2 Other potentially dispositive motions are currently pending: ECF 110, 127, 130, 134. This Court will decide them in a separate opinion. Subsidiary Best Buy Stores, L.P., 823 F. Supp. 2d 334, 340 (D. Md. 2011) (quoting Oglesby v. Gen. Motors Corp., 190 F.3d 244, 250 (4th Cir. 1999)). The court’s analysis focuses on experts’ methods, not their conclusions, but an expert opinion that relies on “assumptions which are speculative and are not supported by the record” is inadmissible. Tyger Const. Co. Inc. v. Pensacola Const. Co., 29 F.3d 137, 142 (4th Cir. 1994); see also Gen. Elec. Co. v. Joiner, 522

U.S. 136, 146 (1997) (“[N]othing in either Daubert or the Federal Rules of Evidence requires a district court to admit opinion evidence that is connected to existing data only by the ipse dixit of the expert. A court may conclude that there is simply too great an analytical gap between the data and the opinion proffered.”). For the proffered opinion to be relevant, it “must be ‘sufficiently tied to the facts of the case that it will aid the jury in resolving a factual dispute.’” Casey, 823 F. Supp. 2d at 341 (quoting Daubert, 509 U.S. at 591).

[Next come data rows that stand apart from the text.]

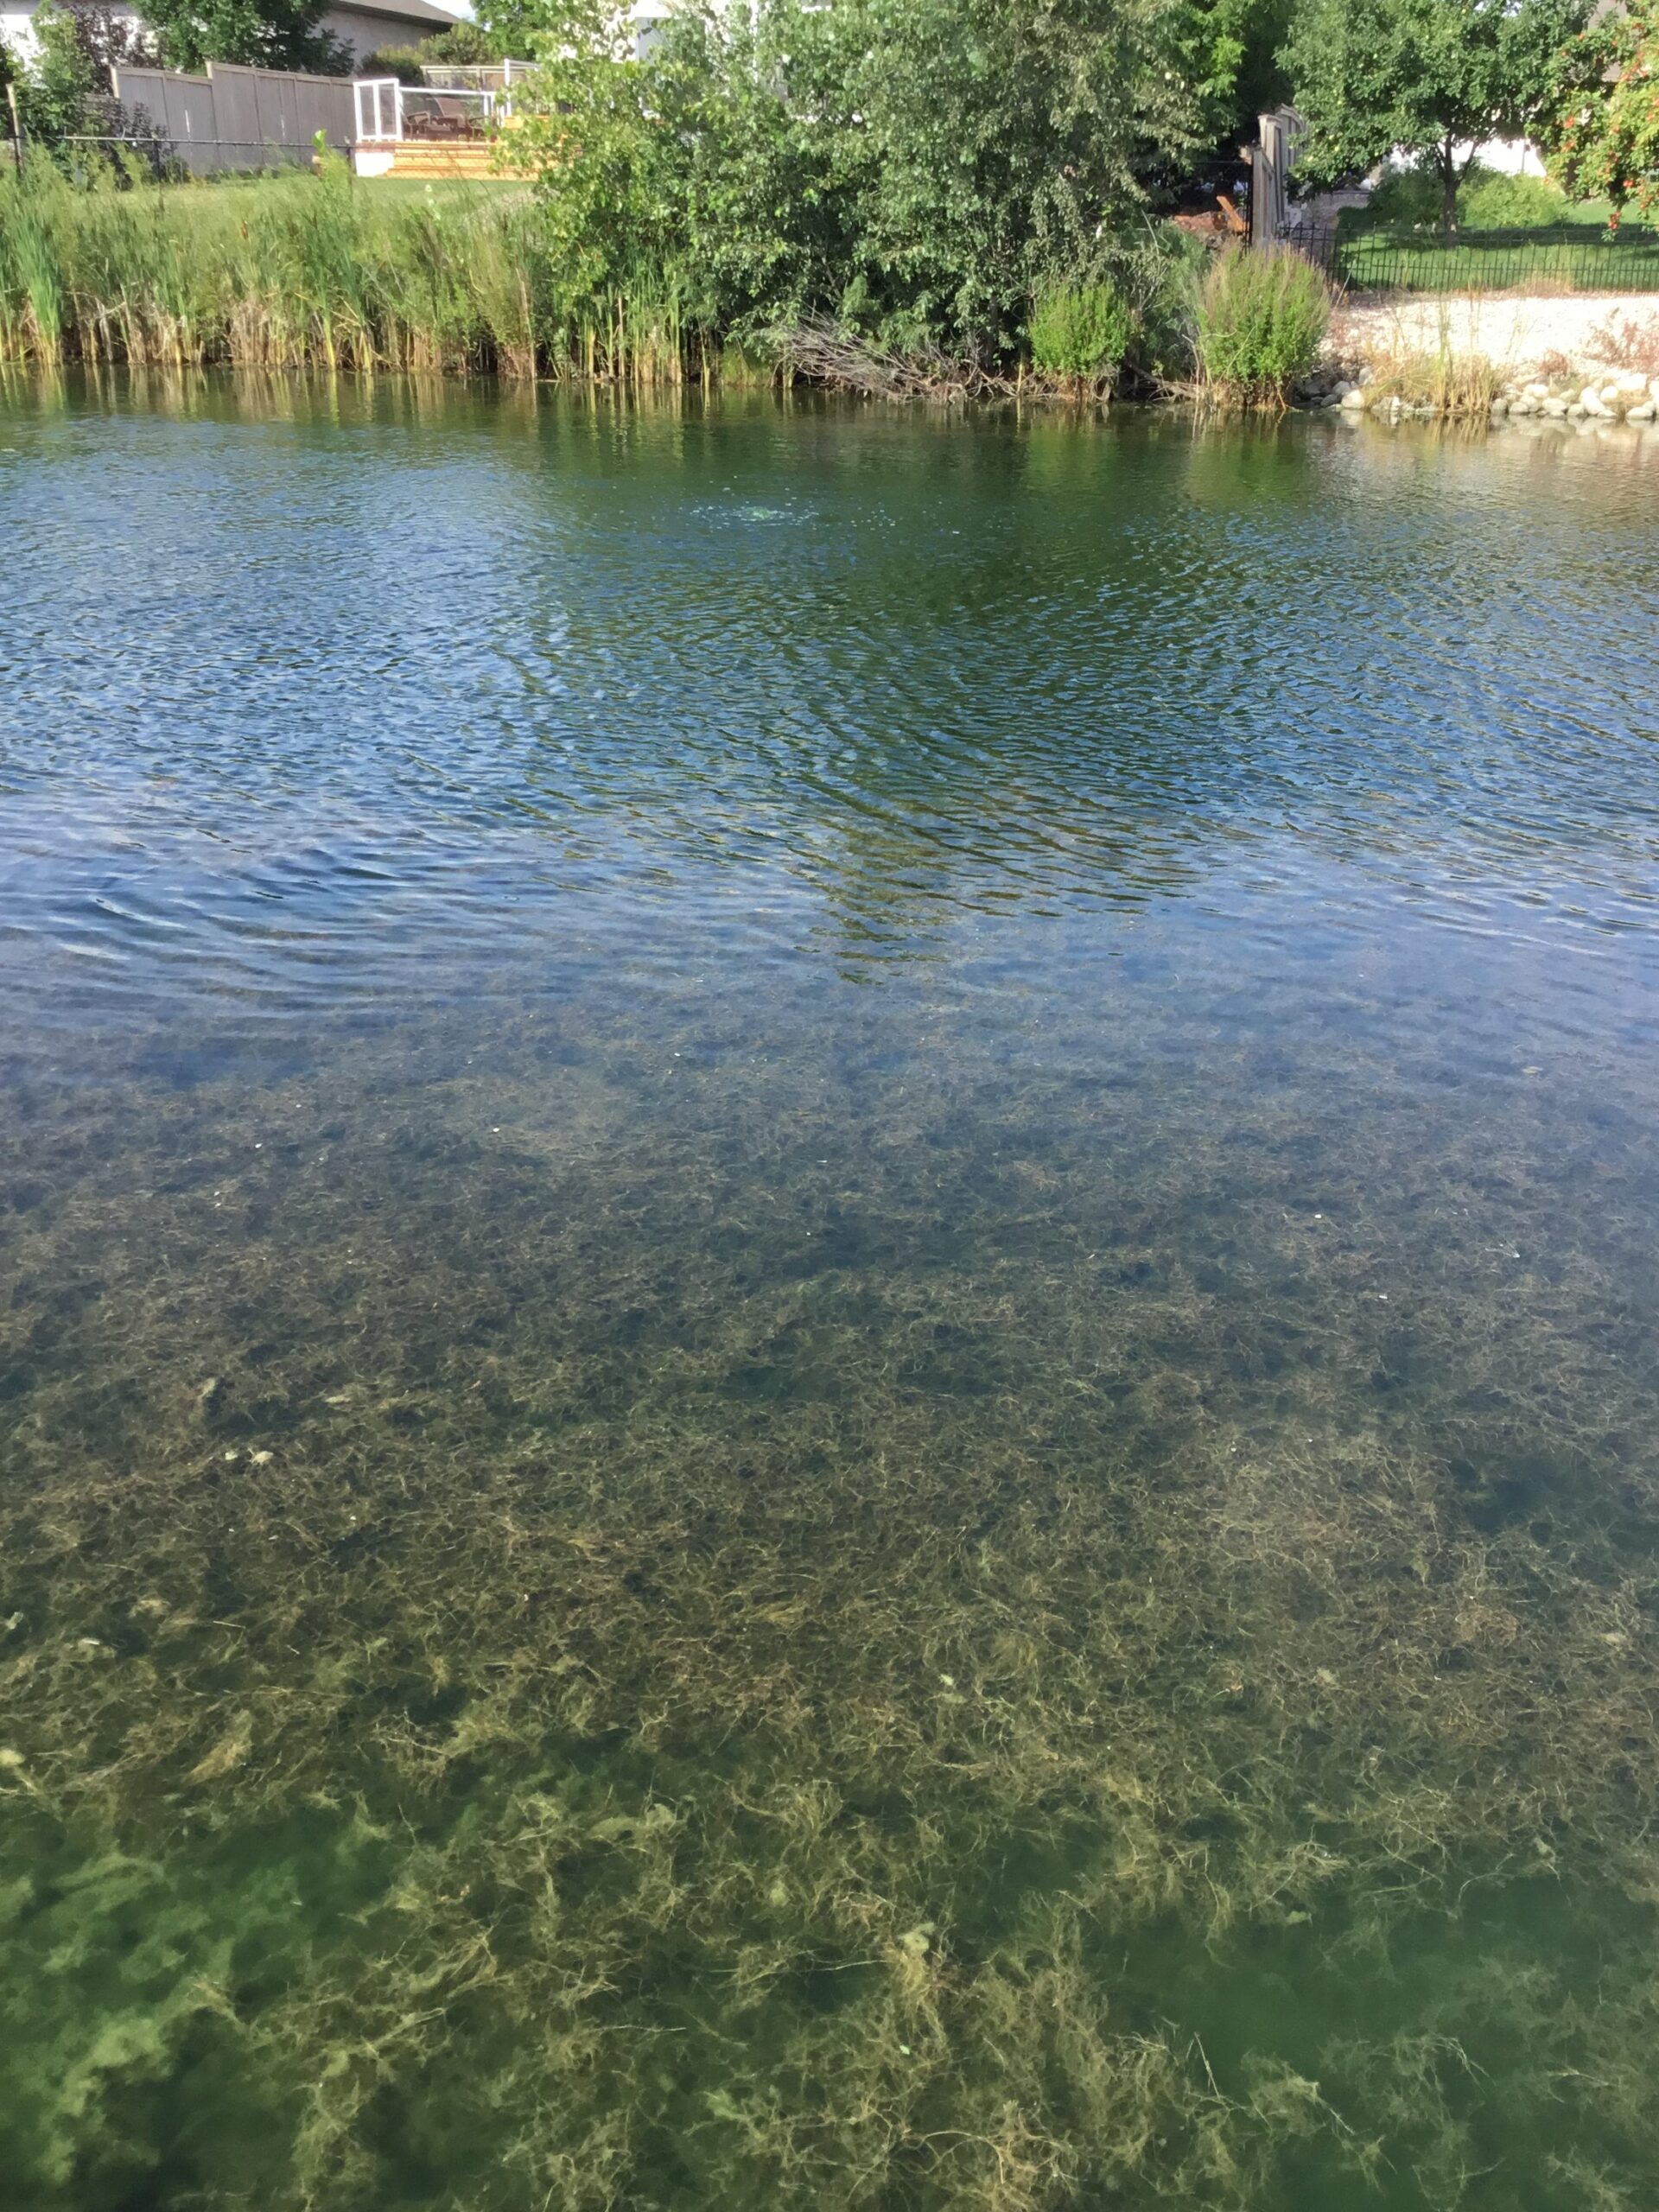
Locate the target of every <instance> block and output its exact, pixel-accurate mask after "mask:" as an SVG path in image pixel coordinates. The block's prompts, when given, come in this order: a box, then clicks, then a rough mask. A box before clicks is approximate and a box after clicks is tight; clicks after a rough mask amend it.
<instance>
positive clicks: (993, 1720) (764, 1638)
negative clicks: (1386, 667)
mask: <svg viewBox="0 0 1659 2212" xmlns="http://www.w3.org/2000/svg"><path fill="white" fill-rule="evenodd" d="M779 1020H783V1018H781V1015H776V1011H774V1018H772V1024H770V1031H768V1035H772V1037H776V1033H779ZM670 1031H672V1033H670ZM787 1033H790V1044H792V1048H790V1053H770V1055H768V1057H765V1060H761V1057H757V1053H754V1051H752V1037H754V1009H752V1004H743V1006H739V1004H734V1002H728V1004H721V1002H708V1004H703V1006H699V1011H697V1013H686V1015H684V1018H679V1020H677V1022H668V1020H661V1018H657V1020H655V1024H653V1026H650V1029H641V1026H639V1024H637V1022H633V1020H630V1018H628V1013H626V1011H619V1006H615V1004H613V1006H611V1009H588V1006H584V1009H580V1011H564V1013H542V1015H538V1013H526V1015H520V1018H515V1022H513V1024H511V1035H482V1033H480V1031H476V1029H465V1026H460V1024H458V1026H456V1035H453V1037H451V1040H442V1037H438V1035H434V1031H431V1029H427V1033H425V1035H422V1040H420V1048H418V1053H414V1055H411V1051H409V1044H407V1040H403V1037H398V1035H396V1033H389V1035H385V1037H383V1040H380V1042H378V1044H376V1042H372V1040H356V1042H354V1044H352V1048H349V1060H347V1057H345V1055H341V1057H323V1060H321V1062H319V1064H316V1066H314V1068H312V1071H292V1073H285V1075H279V1077H274V1079H272V1082H268V1084H250V1082H246V1079H234V1077H226V1079H221V1082H199V1084H190V1086H184V1088H179V1086H175V1084H173V1082H168V1075H166V1073H164V1066H166V1062H164V1066H161V1068H159V1071H157V1073H150V1075H139V1077H131V1079H126V1082H119V1084H113V1086H111V1088H100V1086H80V1088H75V1091H69V1088H62V1086H55V1084H51V1082H44V1079H29V1077H20V1079H18V1084H15V1086H13V1097H15V1113H13V1117H11V1119H9V1124H7V1128H4V1133H2V1135H0V1144H2V1146H4V1186H7V1190H9V1192H13V1194H15V1197H13V1212H11V1217H9V1223H7V1241H4V1259H7V1270H9V1279H11V1301H9V1305H7V1310H4V1340H2V1345H4V1354H2V1356H4V1422H7V1464H9V1469H11V1478H9V1484H7V1491H4V1498H0V1515H2V1520H4V1526H2V1531H0V1535H2V1540H4V1551H2V1557H4V1593H0V1619H7V1621H9V1624H11V1628H9V1635H7V1639H4V1644H0V1663H2V1666H4V1674H0V1692H2V1694H4V1714H7V1741H9V1745H13V1747H15V1763H9V1765H7V1770H4V1774H0V1787H4V1790H9V1792H11V1796H9V1798H7V1807H9V1812H11V1814H13V1818H11V1825H9V1832H7V1834H9V1843H7V1856H4V1867H2V1876H4V1891H2V1893H4V1900H7V1916H9V1918H7V1947H9V1949H7V1975H4V1984H0V1986H2V1989H4V1997H0V2002H2V2004H4V2006H7V2031H9V2033H7V2037H4V2042H2V2044H0V2048H4V2057H0V2070H4V2075H7V2095H4V2119H0V2130H4V2137H7V2141H4V2148H7V2154H9V2163H11V2170H13V2172H20V2174H24V2177H27V2190H29V2197H27V2201H29V2203H31V2205H42V2208H49V2212H58V2208H60V2205H64V2208H66V2205H69V2203H73V2205H75V2208H88V2205H91V2208H97V2205H119V2203H126V2201H131V2194H133V2190H135V2188H137V2185H144V2188H146V2190H150V2192H153V2194H161V2197H164V2199H166V2201H181V2203H184V2201H243V2203H250V2205H272V2208H279V2205H281V2208H285V2205H312V2203H330V2205H352V2203H361V2205H400V2203H467V2205H502V2208H520V2205H526V2208H529V2205H549V2203H553V2205H571V2208H588V2205H595V2208H597V2205H624V2203H626V2205H646V2208H648V2205H661V2208H668V2205H675V2208H684V2205H699V2203H708V2205H721V2208H726V2205H734V2208H741V2205H754V2208H761V2205H768V2208H772V2205H779V2203H794V2205H891V2203H914V2205H918V2208H969V2205H973V2208H982V2205H984V2208H989V2205H993V2208H1002V2212H1009V2208H1037V2205H1091V2203H1106V2201H1110V2203H1124V2205H1152V2203H1181V2205H1203V2208H1245V2205H1248V2208H1252V2212H1259V2208H1263V2205H1274V2203H1290V2201H1294V2197H1292V2190H1294V2188H1298V2185H1301V2183H1307V2181H1310V2177H1312V2183H1310V2185H1316V2188H1318V2190H1323V2192H1325V2194H1327V2197H1329V2194H1336V2192H1349V2190H1352V2192H1358V2190H1360V2188H1365V2190H1371V2192H1376V2194H1374V2201H1378V2203H1383V2205H1389V2208H1394V2205H1400V2208H1405V2205H1413V2208H1416V2205H1425V2203H1429V2205H1447V2208H1449V2205H1489V2208H1498V2205H1511V2203H1520V2201H1526V2203H1533V2201H1537V2203H1548V2205H1551V2208H1555V2205H1559V2208H1568V2205H1577V2203H1595V2201H1597V2197H1595V2194H1593V2190H1595V2188H1601V2190H1619V2188H1621V2190H1626V2192H1630V2190H1635V2192H1639V2190H1641V2185H1644V2183H1648V2181H1650V2179H1652V2177H1655V2174H1659V2137H1657V2135H1655V2119H1652V2112H1650V2106H1648V2101H1646V2099H1644V2095H1641V2081H1639V2066H1632V2059H1630V2053H1632V2051H1639V2048H1641V2044H1644V2039H1648V2037H1650V2035H1652V2028H1655V1975H1652V1971H1650V1969H1648V1966H1646V1964H1644V1960H1646V1958H1648V1949H1650V1947H1648V1936H1650V1924H1652V1902H1655V1898H1657V1896H1659V1869H1657V1867H1655V1863H1652V1847H1650V1840H1648V1834H1650V1827H1652V1809H1655V1805H1652V1798H1655V1721H1652V1686H1655V1639H1657V1637H1659V1626H1657V1615H1659V1604H1657V1597H1659V1579H1657V1577H1655V1571H1652V1528H1655V1517H1652V1489H1650V1482H1652V1475H1650V1464H1648V1458H1646V1451H1644V1442H1641V1440H1644V1438H1646V1436H1650V1433H1652V1413H1655V1389H1657V1378H1655V1369H1652V1352H1650V1345H1648V1329H1646V1296H1644V1285H1646V1283H1648V1272H1650V1259H1648V1245H1646V1232H1644V1221H1646V1214H1644V1206H1641V1190H1644V1188H1646V1186H1648V1179H1650V1177H1652V1170H1655V1159H1652V1157H1650V1139H1648V1137H1646V1135H1644V1133H1641V1128H1639V1126H1628V1128H1624V1133H1621V1137H1619V1141H1617V1144H1610V1141H1604V1144H1601V1148H1599V1152H1595V1155H1593V1157H1590V1155H1586V1152H1577V1155H1573V1157H1566V1155H1562V1152H1559V1150H1557V1146H1555V1141H1553V1139H1555V1133H1557V1128H1559V1126H1562V1124H1559V1121H1557V1119H1555V1117H1553V1115H1551V1113H1548V1108H1546V1099H1544V1093H1542V1091H1540V1088H1537V1086H1533V1088H1528V1091H1526V1093H1524V1095H1522V1097H1509V1099H1500V1102H1489V1104H1491V1113H1489V1115H1486V1117H1484V1119H1480V1121H1473V1119H1469V1117H1464V1115H1462V1113H1458V1110H1455V1108H1453V1106H1451V1104H1436V1099H1433V1093H1429V1095H1427V1097H1425V1086H1422V1084H1420V1082H1416V1079H1413V1075H1411V1071H1402V1073H1398V1075H1387V1073H1383V1071H1380V1068H1378V1066H1374V1064H1369V1062H1365V1060H1363V1057H1356V1060H1354V1062H1349V1064H1345V1062H1340V1060H1336V1057H1334V1055H1329V1057H1327V1060H1325V1062H1323V1064H1321V1071H1318V1091H1316V1095H1314V1093H1312V1091H1305V1088H1301V1084H1298V1079H1296V1077H1294V1073H1292V1075H1287V1073H1285V1068H1283V1062H1281V1060H1276V1053H1274V1046H1272V1042H1263V1046H1261V1048H1259V1055H1256V1060H1259V1066H1254V1064H1252V1066H1241V1068H1239V1071H1237V1073H1239V1077H1241V1079H1239V1082H1237V1084H1232V1086H1230V1088H1228V1108H1225V1115H1223V1117H1217V1091H1214V1086H1212V1084H1208V1082H1206V1079H1203V1075H1201V1073H1194V1075H1192V1077H1188V1079H1186V1082H1181V1079H1179V1077H1172V1075H1170V1068H1168V1064H1164V1062H1161V1060H1159V1062H1157V1064H1155V1066H1152V1064H1148V1066H1146V1068H1135V1066H1133V1064H1126V1066H1121V1068H1119V1071H1117V1075H1115V1082H1110V1084H1104V1082H1099V1079H1097V1077H1091V1075H1088V1073H1086V1071H1088V1068H1091V1066H1095V1062H1093V1057H1091V1055H1093V1042H1091V1046H1088V1048H1086V1051H1082V1057H1077V1062H1075V1064H1071V1062H1068V1044H1066V1037H1051V1044H1048V1055H1046V1062H1044V1068H1024V1071H1011V1068H1006V1066H1002V1064H1000V1062H998V1057H995V1053H984V1055H975V1051H973V1046H971V1042H969V1040H964V1037H960V1035H951V1040H949V1051H945V1026H942V1018H931V1020H927V1018H925V1020H918V1022H916V1024H911V1031H909V1035H907V1046H905V1051H902V1055H898V1057H900V1064H898V1066H894V1064H891V1062H894V1053H891V1031H889V1029H885V1024H883V1022H880V1020H876V1018H874V1015H860V1011H858V1004H856V993H849V995H847V1002H845V1004H841V1006H838V1020H836V1022H834V1024H827V1022H823V1018H821V1013H818V1018H816V1020H814V1024H812V1026H810V1031H801V1029H794V1026H790V1031H787ZM168 1051H170V1053H181V1040H173V1044H170V1048H168ZM469 1060H473V1062H476V1064H469ZM480 1068H482V1071H484V1073H480ZM1360 1102H1363V1106H1365V1110H1363V1113H1358V1104H1360ZM1152 1104H1155V1108H1157V1110H1152ZM1349 1108H1352V1115H1349V1119H1347V1124H1345V1113H1347V1110H1349ZM1557 1110H1559V1113H1562V1115H1566V1117H1568V1119H1571V1102H1559V1106H1557ZM1345 1126H1347V1130H1349V1135H1343V1130H1345ZM115 1133H119V1139H117V1141H115ZM1310 1148H1316V1157H1318V1177H1321V1183H1318V1197H1321V1206H1318V1208H1314V1206H1312V1203H1310V1194H1307V1175H1310V1168H1307V1164H1310ZM1586 1177H1588V1179H1590V1181H1593V1183H1595V1203H1586ZM1217 1190H1225V1203H1223V1206H1217ZM1402 1192H1431V1194H1433V1197H1431V1201H1429V1203H1425V1206H1420V1208H1418V1206H1413V1203H1407V1201H1405V1199H1402V1197H1400V1194H1402ZM1522 1219H1524V1223H1526V1241H1528V1248H1531V1250H1535V1252H1546V1254H1548V1259H1546V1261H1533V1263H1526V1267H1524V1272H1522V1274H1517V1265H1515V1254H1517V1252H1520V1243H1517V1223H1520V1221H1522ZM1590 1219H1595V1243H1590V1241H1588V1239H1586V1234H1584V1223H1586V1221H1590ZM1385 1292H1387V1296H1385ZM88 1646H91V1650H88ZM24 1783H27V1790H24ZM1261 1991H1270V1995H1265V1997H1263V1995H1261ZM1551 2161H1553V2163H1551ZM1520 2166H1526V2168H1528V2174H1531V2177H1533V2179H1531V2181H1528V2188H1531V2190H1533V2194H1531V2197H1526V2199H1522V2194H1520V2181H1517V2170H1520ZM1540 2174H1553V2177H1555V2179H1548V2181H1540V2179H1537V2177H1540ZM1298 2177H1301V2179H1298ZM1632 2201H1639V2194H1637V2197H1635V2199H1632Z"/></svg>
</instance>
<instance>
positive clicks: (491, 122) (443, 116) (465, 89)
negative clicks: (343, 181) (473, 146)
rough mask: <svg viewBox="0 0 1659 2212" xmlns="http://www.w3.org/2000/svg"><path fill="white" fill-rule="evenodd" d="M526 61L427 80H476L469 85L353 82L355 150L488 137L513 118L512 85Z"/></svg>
mask: <svg viewBox="0 0 1659 2212" xmlns="http://www.w3.org/2000/svg"><path fill="white" fill-rule="evenodd" d="M529 66H531V64H529V62H493V64H489V66H478V69H460V66H456V69H442V71H429V75H442V77H445V80H451V77H476V80H489V82H469V84H451V82H442V84H403V82H400V80H398V77H354V80H352V97H354V100H356V142H358V146H400V144H403V142H405V139H411V137H420V139H467V137H489V133H491V131H493V128H495V126H498V124H500V122H504V119H507V117H509V115H511V113H513V100H511V91H509V86H511V82H513V71H518V73H520V77H522V75H524V73H526V71H529Z"/></svg>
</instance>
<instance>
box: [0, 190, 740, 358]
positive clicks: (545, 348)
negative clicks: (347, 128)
mask: <svg viewBox="0 0 1659 2212" xmlns="http://www.w3.org/2000/svg"><path fill="white" fill-rule="evenodd" d="M703 349H706V332H701V330H699V327H695V325H692V323H688V319H686V316H684V312H681V310H679V305H677V301H675V296H672V290H670V288H668V285H661V288H659V296H655V294H650V292H648V294H646V296H637V299H597V301H595V299H584V296H580V294H575V292H573V290H571V288H568V283H562V276H560V270H557V265H555V261H553V257H551V254H549V250H546V239H544V232H542V217H540V208H538V201H535V197H533V195H531V192H513V190H502V192H491V195H478V192H465V190H456V192H449V190H445V188H442V186H440V188H434V190H431V192H420V195H407V197H405V195H392V192H380V190H376V188H374V186H361V184H354V181H352V177H349V173H347V170H345V166H343V164H341V166H332V168H330V170H325V173H323V175H321V177H314V175H294V177H285V179H268V181H257V184H246V186H177V188H157V186H148V184H133V186H119V188H117V184H108V186H102V188H95V190H84V188H73V186H69V184H66V181H64V179H62V177H60V175H58V173H55V170H51V168H49V166H46V164H35V166H33V170H29V173H24V177H22V179H20V181H18V179H11V177H0V361H42V363H58V361H86V363H126V365H131V367H197V365H206V363H228V365H232V367H243V369H296V367H330V369H416V372H420V369H425V372H493V374H502V376H562V374H582V376H602V378H615V380H628V383H679V380H681V378H684V376H686V374H695V372H697V369H699V365H701V358H703Z"/></svg>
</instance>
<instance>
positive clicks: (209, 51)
mask: <svg viewBox="0 0 1659 2212" xmlns="http://www.w3.org/2000/svg"><path fill="white" fill-rule="evenodd" d="M325 13H327V0H144V20H146V24H148V27H150V31H153V33H155V42H157V46H159V53H161V60H164V62H166V66H168V69H188V71H199V69H201V66H204V62H243V64H246V66H250V69H307V71H314V73H319V75H325V77H338V75H349V69H352V55H349V51H347V49H345V46H343V44H341V40H338V38H334V33H332V31H325V29H323V15H325Z"/></svg>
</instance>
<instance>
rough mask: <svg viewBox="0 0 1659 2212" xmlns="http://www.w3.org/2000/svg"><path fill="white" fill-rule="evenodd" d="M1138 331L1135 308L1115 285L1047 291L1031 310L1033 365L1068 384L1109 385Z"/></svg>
mask: <svg viewBox="0 0 1659 2212" xmlns="http://www.w3.org/2000/svg"><path fill="white" fill-rule="evenodd" d="M1133 332H1135V316H1133V312H1130V305H1128V301H1126V299H1121V294H1119V292H1117V290H1115V285H1110V283H1093V285H1077V288H1057V290H1053V292H1044V294H1042V296H1040V299H1037V303H1035V305H1033V312H1031V361H1033V363H1035V367H1037V369H1040V372H1042V374H1044V376H1057V378H1064V380H1066V383H1079V380H1093V383H1110V380H1113V378H1115V376H1117V369H1119V367H1121V361H1124V352H1126V349H1128V341H1130V336H1133Z"/></svg>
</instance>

The proponent of the expert testimony bears the burden of establishing admissibility, or “coming forward with evidence from which the trial court could determine that the evidence is admissible under Daubert.” Anderson v. Home Depot U.S.A., Inc., No. 14-CV-2615, 2017 WL

2189508, at *3 (D. Md. May 16, 2017) (quoting Main St. Am. Grp. v. Sears, Roebuck, & Co., No. 08-CV-3292, 2010 WL 956178, at *3 (D. Md. Mar. 11, 2010)); see also Casey, 823 F. Supp. 2d at 340; Daubert, 509 U.S. at 592 n.10 (explaining admissibility must be established by a “preponderance of proof”). In determining the admissibility of expert testimony, the court considers two “guiding, and sometimes competing, principles.” Westberry v. Gislaved Gummi AB, 178 F.3d 257, 261 (4th Cir. 1999). On the one hand, Rule 702 was “intended to liberalize the introduction of relevant expert evidence,” and the court need not ensure the expert’s proposed testimony is “irrefutable or certainly correct.” Id. (explaining that admissible expert testimony can still be vigorously tested before the jury by “cross-examination, presentation of contrary evidence, and careful instruction on the burden of proof” (quoting Daubert, 509 U.S. at 596)). On the other hand, “due to the difficulty of evaluating their testimony, expert witnesses have the potential to ‘be both powerful and quite misleading.’” Id. (quoting Daubert, 509 U.S. at 595). The court must determine whether the disputed expert testimony “has a greater potential to mislead than to enlighten.” Id. If so, the

testimony should be excluded. Id.; see also Casey, 823 F. Supp. 2d at 341 (noting that such testimony would be barred by Federal Rule of Evidence 403). II. PLAINTIFFS’ MOTION TO STRIKE Plaintiffs have asked this Court to strike a supplemental report by Defendants’ appraisal expert, Tobias Peter, as an improper sur-rebuttal. ECF 101. Plaintiffs’ rebuttal expert reports— including a report written by Dr. Junia Howell in rebuttal to a report by Defendants’ expert, Mr. Peter—were due on September 4, 2024. Id. Plaintiffs submitted Dr. Howell’s rebuttal report, which featured substantial data analysis, and its underlying materials to Defendants on the due date. Id. Defendants deposed Dr. Howell on September 11, 2024. Id. The following day, September 12,

2024, Defendants sent Plaintiffs a thirteen-page document styled as a “supplement” by Mr. Peter, which responded to Dr. Howell’s data analysis. Id. Plaintiffs argue this is a “have it your way strategy” because Defendants had vigorously opposed delaying the expert report deadline. Id. Defendants’ opposition to this motion, ECF 106, provides helpful context. Dr.